Concept of AI illustrated by abstract human head consisting of connected dots, lines, and polygons flows into the wires of a circuit. The silhouette of a cyborg in low poly blue.

12 common questions about AI

November 14, 2025
AntonKhrupinArt // Shutterstock

12 common questions about AI

The term “artificial intelligence” was coined at the famous Dartmouth Conference in 1956, put on by luminaries like John McCarthy, Marvin Minsky, and Claude Shannon, among others.

These organizers wanted to create machines that “use language, form abstractions and concepts, solve kinds of problems now reserved for humans, and improve themselves.” They went on to claim that “… a significant advance can be made in one or more of these problems if a carefully selected group of scientists work on it together for a summer.”

Half a century later, it’s fair to say that this has not come to pass; brilliant as they were, it would seem as though McCarthy et al. underestimated how difficult it would be to scale the heights of the human intellect.
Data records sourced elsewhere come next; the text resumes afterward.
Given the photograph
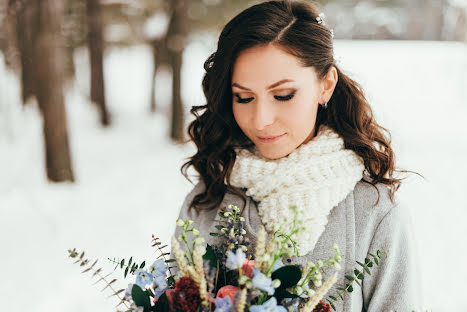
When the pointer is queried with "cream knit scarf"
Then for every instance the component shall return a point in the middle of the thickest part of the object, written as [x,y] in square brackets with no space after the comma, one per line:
[315,177]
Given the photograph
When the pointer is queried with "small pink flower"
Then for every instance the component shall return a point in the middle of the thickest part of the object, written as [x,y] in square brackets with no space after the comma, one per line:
[168,293]
[247,268]
[228,290]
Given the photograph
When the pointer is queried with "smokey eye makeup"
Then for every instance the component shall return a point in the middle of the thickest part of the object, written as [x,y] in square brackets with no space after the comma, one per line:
[277,97]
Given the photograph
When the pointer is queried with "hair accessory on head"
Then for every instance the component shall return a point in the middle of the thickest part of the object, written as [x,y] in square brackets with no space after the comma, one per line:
[320,19]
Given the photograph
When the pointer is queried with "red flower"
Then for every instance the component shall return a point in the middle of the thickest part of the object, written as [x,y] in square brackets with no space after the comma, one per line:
[228,290]
[322,307]
[185,296]
[247,268]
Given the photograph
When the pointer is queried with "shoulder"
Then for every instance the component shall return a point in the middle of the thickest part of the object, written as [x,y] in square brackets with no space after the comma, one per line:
[376,215]
[185,211]
[372,202]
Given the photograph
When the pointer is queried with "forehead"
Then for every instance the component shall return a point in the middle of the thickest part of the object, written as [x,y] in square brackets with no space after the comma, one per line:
[262,65]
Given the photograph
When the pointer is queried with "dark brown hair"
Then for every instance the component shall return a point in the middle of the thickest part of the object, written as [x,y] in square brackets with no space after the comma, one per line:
[291,25]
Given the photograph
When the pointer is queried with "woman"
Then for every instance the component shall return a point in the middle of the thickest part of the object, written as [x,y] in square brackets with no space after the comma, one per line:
[284,125]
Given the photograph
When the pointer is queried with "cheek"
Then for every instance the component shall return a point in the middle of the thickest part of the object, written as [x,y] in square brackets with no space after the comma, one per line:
[302,113]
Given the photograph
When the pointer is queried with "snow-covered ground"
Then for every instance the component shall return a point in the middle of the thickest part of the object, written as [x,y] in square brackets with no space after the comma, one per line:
[129,185]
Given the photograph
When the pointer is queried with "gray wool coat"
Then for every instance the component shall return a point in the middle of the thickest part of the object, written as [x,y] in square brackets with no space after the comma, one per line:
[358,228]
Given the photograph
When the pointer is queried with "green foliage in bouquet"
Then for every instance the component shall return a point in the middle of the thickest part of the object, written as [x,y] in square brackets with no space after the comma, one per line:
[84,262]
[358,275]
[230,276]
[130,266]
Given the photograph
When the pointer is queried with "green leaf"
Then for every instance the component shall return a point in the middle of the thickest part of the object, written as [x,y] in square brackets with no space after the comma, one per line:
[361,263]
[289,275]
[162,305]
[210,256]
[171,280]
[140,298]
[281,293]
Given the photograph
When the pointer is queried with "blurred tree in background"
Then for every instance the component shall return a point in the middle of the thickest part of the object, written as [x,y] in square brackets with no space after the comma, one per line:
[38,39]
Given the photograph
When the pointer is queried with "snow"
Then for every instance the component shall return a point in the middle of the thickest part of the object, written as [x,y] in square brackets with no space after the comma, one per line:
[129,185]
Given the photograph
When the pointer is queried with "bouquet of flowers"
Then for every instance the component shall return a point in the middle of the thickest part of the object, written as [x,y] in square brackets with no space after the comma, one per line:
[230,276]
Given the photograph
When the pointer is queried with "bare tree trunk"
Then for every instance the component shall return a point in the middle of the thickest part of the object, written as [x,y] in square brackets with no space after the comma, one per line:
[48,77]
[24,21]
[160,57]
[96,48]
[176,37]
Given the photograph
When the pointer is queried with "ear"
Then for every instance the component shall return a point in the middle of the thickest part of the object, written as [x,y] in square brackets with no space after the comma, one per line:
[328,84]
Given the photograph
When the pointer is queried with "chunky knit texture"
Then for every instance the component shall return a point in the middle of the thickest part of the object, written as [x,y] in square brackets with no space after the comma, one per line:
[315,177]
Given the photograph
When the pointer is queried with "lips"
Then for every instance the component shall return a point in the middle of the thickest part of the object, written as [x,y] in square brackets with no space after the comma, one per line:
[269,139]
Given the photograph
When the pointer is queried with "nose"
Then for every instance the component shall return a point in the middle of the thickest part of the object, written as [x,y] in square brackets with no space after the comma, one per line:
[263,116]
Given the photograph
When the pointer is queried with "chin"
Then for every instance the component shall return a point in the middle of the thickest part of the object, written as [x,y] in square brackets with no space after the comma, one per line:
[273,154]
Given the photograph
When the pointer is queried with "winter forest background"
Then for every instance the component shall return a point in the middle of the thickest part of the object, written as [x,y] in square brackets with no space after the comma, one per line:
[94,103]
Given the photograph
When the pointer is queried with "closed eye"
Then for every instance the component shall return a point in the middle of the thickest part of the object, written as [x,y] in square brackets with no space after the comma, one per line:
[285,97]
[241,100]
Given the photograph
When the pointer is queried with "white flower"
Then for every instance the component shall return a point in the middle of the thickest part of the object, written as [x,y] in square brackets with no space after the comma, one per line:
[235,260]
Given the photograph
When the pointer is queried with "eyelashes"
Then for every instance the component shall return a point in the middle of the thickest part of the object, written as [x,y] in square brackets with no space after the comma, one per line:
[277,97]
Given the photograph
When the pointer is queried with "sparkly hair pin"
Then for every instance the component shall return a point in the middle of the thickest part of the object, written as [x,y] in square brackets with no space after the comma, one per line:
[320,19]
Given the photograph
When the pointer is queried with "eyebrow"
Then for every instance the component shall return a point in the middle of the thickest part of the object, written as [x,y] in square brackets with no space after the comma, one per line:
[270,87]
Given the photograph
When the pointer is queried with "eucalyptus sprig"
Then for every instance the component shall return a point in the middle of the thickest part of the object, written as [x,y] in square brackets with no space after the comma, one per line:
[72,253]
[358,275]
[231,233]
[130,266]
[163,254]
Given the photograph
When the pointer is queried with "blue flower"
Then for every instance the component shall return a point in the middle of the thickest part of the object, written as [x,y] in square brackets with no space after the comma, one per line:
[160,285]
[262,282]
[224,305]
[128,292]
[277,265]
[143,278]
[268,306]
[292,304]
[235,260]
[159,267]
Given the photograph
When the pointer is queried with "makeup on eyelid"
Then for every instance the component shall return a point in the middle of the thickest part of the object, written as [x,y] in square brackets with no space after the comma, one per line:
[277,97]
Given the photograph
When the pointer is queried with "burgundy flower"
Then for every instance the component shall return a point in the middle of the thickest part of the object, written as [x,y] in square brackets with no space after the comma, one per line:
[185,297]
[228,291]
[322,307]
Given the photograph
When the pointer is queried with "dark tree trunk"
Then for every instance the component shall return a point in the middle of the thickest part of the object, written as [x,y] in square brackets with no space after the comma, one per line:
[48,78]
[160,55]
[96,47]
[176,37]
[25,22]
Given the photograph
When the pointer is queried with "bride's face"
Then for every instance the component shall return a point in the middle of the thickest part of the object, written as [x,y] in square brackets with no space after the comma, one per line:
[275,99]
Nevertheless, remarkable advances have been made over the past decade, so much so that they’ve ignited a firestorm of controversy around this technology. People are questioning the ways in which it can be used negatively, and whether it might ultimately pose an extinction risk to humanity; they’re probing fundamental issues around whether machines can be conscious, exercise free will, and think in the way a living organism does; they’re rethinking the basis of intelligence, concept formation, and what it means to be human.

These are deep waters to be sure, that can’t be swum all in one day. But as contact center managers and others begin the process of thinking about using AI, it’s worth being at least aware of what this broader conversation is about. It will likely come up in meetings, in the press, or in Slack channels in exchanges between employees.
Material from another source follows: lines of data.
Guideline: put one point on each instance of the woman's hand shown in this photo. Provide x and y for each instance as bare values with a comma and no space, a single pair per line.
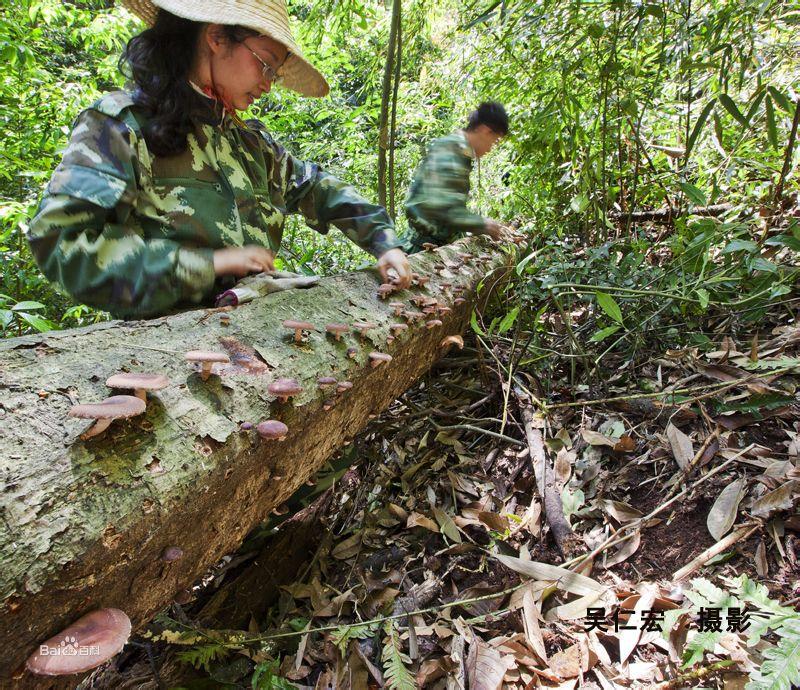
239,261
397,260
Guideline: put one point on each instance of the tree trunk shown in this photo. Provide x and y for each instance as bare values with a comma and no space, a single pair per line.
383,124
84,523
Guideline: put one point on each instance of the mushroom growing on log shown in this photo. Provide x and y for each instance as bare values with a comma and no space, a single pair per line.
79,519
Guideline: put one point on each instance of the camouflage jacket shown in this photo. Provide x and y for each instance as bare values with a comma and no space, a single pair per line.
436,204
133,233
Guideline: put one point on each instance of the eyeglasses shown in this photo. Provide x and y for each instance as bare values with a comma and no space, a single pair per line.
267,71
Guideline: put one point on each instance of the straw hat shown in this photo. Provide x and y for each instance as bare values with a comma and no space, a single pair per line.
268,17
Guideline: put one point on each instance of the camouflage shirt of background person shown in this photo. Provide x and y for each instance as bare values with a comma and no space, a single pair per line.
134,234
436,205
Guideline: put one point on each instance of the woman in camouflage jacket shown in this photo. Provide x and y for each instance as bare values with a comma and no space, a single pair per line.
164,193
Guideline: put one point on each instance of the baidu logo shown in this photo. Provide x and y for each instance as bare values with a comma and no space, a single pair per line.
69,647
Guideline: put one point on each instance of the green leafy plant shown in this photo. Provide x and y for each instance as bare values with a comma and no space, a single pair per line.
343,635
398,676
265,677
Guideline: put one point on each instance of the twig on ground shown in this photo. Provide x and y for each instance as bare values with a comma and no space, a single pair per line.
695,564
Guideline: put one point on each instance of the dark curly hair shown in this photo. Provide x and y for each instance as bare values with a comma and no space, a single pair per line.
158,61
489,113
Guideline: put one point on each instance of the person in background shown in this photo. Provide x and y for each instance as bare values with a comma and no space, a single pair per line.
436,205
164,195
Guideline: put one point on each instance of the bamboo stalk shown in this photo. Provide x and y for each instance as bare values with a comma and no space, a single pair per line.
697,563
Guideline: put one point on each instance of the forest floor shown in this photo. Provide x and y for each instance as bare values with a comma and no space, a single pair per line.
431,559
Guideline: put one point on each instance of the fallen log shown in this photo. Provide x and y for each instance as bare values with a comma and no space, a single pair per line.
85,523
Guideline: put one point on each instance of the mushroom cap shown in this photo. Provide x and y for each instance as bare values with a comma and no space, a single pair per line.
206,356
285,387
115,407
305,325
148,382
102,633
272,429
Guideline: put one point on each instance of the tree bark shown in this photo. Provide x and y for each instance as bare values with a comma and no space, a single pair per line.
383,124
84,523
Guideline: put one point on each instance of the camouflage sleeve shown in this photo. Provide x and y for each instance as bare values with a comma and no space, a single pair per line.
442,192
85,237
326,200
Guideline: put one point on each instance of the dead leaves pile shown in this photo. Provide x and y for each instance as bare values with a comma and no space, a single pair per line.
445,577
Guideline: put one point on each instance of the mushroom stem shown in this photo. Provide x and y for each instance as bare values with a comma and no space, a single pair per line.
97,428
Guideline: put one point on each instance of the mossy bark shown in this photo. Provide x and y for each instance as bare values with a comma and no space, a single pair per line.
84,522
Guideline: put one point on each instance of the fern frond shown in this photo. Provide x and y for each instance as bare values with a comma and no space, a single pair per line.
203,656
398,677
342,636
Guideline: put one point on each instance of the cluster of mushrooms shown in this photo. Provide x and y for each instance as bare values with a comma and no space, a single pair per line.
104,632
134,403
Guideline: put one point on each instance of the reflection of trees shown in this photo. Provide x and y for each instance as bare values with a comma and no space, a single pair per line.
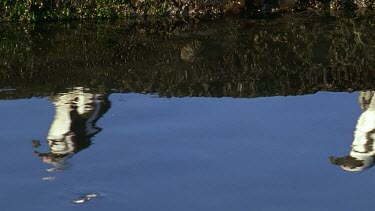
362,153
74,124
295,54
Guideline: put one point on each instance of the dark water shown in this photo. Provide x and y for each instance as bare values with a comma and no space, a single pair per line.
190,154
169,115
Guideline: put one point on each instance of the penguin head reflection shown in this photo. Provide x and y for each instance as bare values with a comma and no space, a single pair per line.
74,124
362,153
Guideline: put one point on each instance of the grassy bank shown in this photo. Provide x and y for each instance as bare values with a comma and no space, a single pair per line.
37,10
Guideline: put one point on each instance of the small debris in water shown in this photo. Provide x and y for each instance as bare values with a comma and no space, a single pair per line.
6,90
86,198
35,143
48,178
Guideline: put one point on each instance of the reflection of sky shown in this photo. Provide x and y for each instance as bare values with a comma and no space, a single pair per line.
192,154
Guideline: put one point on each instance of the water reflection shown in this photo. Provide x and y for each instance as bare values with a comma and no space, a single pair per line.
362,153
74,125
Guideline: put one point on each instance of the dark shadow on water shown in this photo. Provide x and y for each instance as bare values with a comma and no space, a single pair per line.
74,125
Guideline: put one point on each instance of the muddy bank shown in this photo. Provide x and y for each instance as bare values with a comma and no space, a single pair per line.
292,55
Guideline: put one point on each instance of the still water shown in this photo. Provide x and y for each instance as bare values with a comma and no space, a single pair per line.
78,150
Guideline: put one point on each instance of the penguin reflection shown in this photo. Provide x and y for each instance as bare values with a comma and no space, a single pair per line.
76,113
362,154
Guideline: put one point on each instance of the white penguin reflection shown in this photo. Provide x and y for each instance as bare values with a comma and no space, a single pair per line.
74,124
362,153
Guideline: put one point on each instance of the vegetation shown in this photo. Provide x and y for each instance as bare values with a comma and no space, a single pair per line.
39,10
295,54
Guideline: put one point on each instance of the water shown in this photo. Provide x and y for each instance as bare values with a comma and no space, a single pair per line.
170,115
189,154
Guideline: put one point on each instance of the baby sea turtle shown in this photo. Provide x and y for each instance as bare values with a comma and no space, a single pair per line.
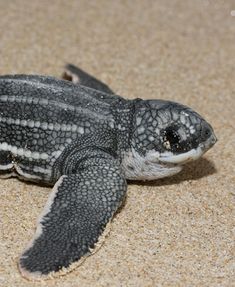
86,141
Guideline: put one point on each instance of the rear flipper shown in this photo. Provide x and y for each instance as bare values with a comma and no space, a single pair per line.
78,76
74,218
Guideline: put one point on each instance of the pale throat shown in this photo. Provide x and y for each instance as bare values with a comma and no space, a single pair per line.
139,167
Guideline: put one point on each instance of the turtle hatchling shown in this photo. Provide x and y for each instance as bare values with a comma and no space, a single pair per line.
78,136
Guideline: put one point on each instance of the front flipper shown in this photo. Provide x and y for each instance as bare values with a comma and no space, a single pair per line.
78,76
76,213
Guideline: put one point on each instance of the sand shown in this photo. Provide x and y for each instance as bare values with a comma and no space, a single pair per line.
172,232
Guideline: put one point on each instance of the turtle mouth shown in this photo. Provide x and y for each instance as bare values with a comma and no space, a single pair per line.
182,158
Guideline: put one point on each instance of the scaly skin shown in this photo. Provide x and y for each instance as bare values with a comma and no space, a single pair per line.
87,142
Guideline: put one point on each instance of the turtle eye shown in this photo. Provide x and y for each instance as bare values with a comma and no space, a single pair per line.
171,138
And that’s the subject for today. Quiq asks what artificial intelligence is and how it’s being used, before turning to address some of the concerns about its long-term potential, with the goal not to answer all these concerns, but to bring awareness around what people are thinking and saying.

Key Takeaways

  • Agentic AI is the ability of machines to perform tasks requiring human intelligence, such as learning, decision-making, and problem-solving.
  • Main branches of AI include Machine Learning, NLP, Computer Vision, Robotics, and Expert Systems, each unlocking different applications.
  • Agentic AI is reshaping industries from healthcare and finance to contact centers by boosting efficiency and personalization.
  • Ethical challenges like bias, transparency, and privacy remain central concerns as AI expands.
  • Economic and social impacts include job displacement and inequality, but current evidence shows AI often enhances rather than eliminates roles.
  • Risks range from misinformation and deepfakes to speculative existential risks tied to future AGI development.
  • The future of AI raises open questions around control, alignment with human values, and specialized capabilities emerging from new platforms.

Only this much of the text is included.